Ooooo 3:32 nooooo, the air above and below the airfoil does not have to stay together at the trailing edge, in fact it never does - the airflow above accelerates to a velocity much, much higher than the air below (essentially the forward speed of the aircraft). If you believe the split air has to meet, that would mean the air molecules below the wing would need to 'know' where the molecules above are, and molecules aren't smart like that. The 'equal transit time' hypothesis is not only false, it should be intuitively obvious it's false.
For those preferring Bernoulli, air travels over the top of the wing faster than the forward airspeed of the aircraft, resulting in lower pressure at the top of the wing and greater pressure below it. The airflow 'sticks' to the airfoil's curvature because air is a viscous fluid. One way to think about the air accelerating over the greater length of the top surface of the wing (relative to the bottom surface) is that it has to speed up to get out of the way of the slower oncoming air. Back to the beginning of the paragraph, this pressure differential provides an upwards lifting force, making the wing rise as the pressures try to equalize. Bernoulli's equation (ie, the venturi effect) accurately describes the pressure fluctuations of the air around the airfoil, but it is important to conceptualize that an airfoil is NOT one-half of a venturi. Believing it is, is another fallacy, like 'equal transit time' discussed above. As an aside, I remember having a hard time grasping that air accelerating over a curved surface having lower pressure than ambient across that surface. One explanation that stuck with me is: because the air on top is faster than below, it exerts less pressure on the top surface because the air molecules aren't there as long, even though the number of molecules exerting their pressure on the upper wing region remains the same.

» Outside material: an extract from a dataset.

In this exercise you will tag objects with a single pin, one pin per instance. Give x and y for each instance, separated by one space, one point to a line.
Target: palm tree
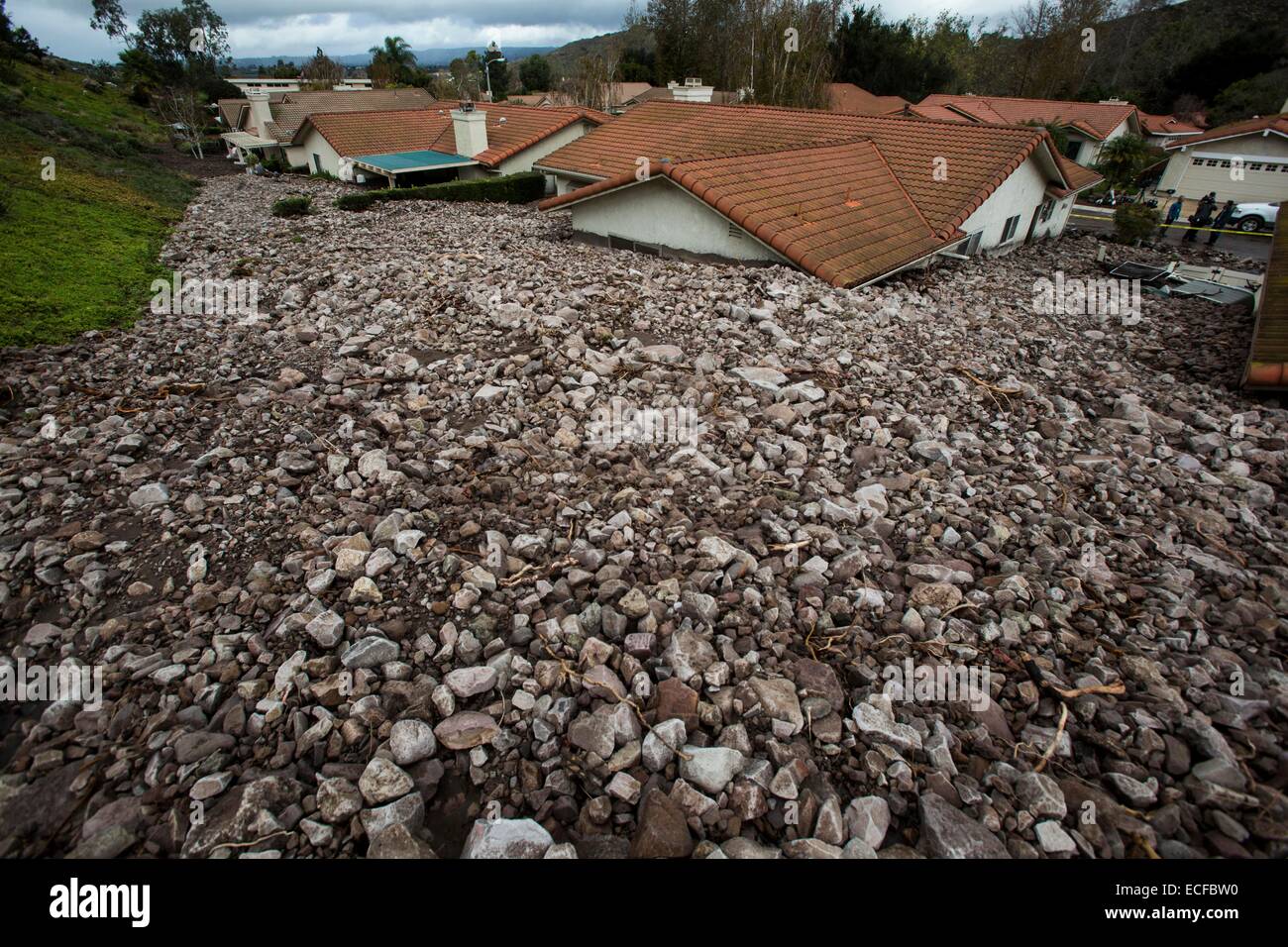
391 62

As weird and unintuitive it may seem, there are certain circumstances, depending upon the angle of attack, when portions of the lower surface of the wing may induce lower pressures (negative pressures, as on the upper surface) than other regions on the bottom. Regardless, when summing up all the pressure fluctuations, and the net effect is a positive pressure difference between the bottom and top of the wing, a lifting force is generated.

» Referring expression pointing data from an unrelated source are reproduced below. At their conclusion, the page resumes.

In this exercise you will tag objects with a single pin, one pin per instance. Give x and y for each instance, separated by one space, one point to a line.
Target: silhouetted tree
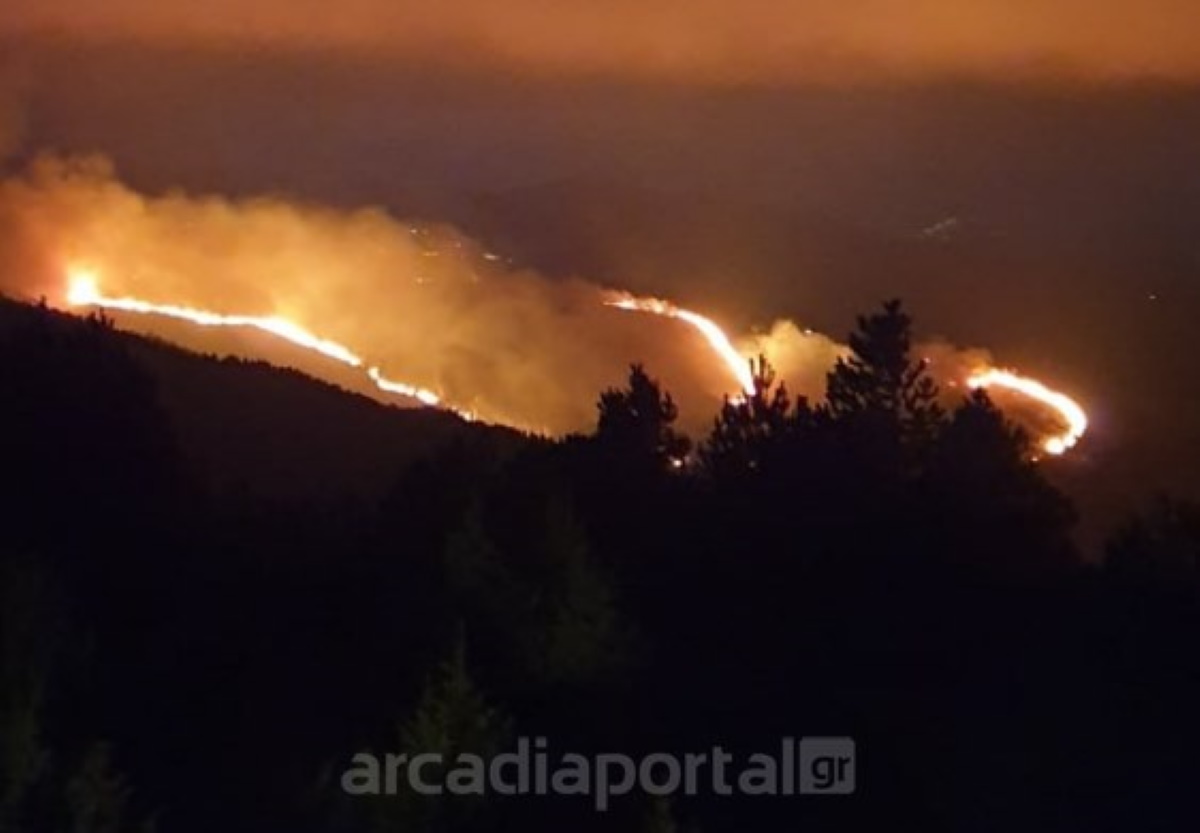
1162 546
636 424
751 426
989 497
880 390
453 718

If Newton's 3rd law is more intuitive, the wing forces the air downward, and the equal and opposite reaction forces the wing to move upward (like your hand in the air outside a window of a car traveling forward fast). There's always a lot of focus on the top side of the airfoil, but the underside also contributes to lift.

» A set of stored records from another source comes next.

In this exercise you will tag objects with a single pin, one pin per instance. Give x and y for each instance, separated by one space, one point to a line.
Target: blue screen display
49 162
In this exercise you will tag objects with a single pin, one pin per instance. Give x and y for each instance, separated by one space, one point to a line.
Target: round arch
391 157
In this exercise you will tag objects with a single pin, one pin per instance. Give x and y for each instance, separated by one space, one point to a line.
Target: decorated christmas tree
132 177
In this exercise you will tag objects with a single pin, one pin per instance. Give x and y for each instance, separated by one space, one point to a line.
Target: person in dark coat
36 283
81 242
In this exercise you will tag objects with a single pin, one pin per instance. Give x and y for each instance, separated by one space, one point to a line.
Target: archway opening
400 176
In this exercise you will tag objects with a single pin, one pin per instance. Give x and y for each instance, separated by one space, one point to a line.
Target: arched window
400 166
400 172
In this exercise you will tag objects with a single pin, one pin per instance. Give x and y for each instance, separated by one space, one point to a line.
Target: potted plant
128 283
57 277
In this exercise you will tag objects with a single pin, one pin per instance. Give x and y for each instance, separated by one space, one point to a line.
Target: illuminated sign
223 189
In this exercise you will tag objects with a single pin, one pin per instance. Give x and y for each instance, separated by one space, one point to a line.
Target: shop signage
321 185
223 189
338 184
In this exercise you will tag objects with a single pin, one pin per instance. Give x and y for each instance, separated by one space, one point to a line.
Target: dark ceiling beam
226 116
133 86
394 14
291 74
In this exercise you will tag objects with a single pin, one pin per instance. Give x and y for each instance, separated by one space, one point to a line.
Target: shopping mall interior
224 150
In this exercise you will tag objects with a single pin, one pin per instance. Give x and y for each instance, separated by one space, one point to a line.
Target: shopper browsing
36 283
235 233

I was taught to consider both Newton and Bernoulli, and add the underside's contribution to lift to the topside's, but that the top of the wing contributes so much more to the lift force that the bottom's effect can be ignored as noise. Perhaps I didn't understand or heard it differently, but it seems my approach was incorrect in concept but still, as it happened, resulted in a correct answer. It turns out that both approaches are correct and both give the right answer when you do the math - that is, each theory correctly explains lift, independent of the other. Each explanation describes why aircraft fly, but from different perspectives; since both are true, you can pick whichever theory you're most comfortable with.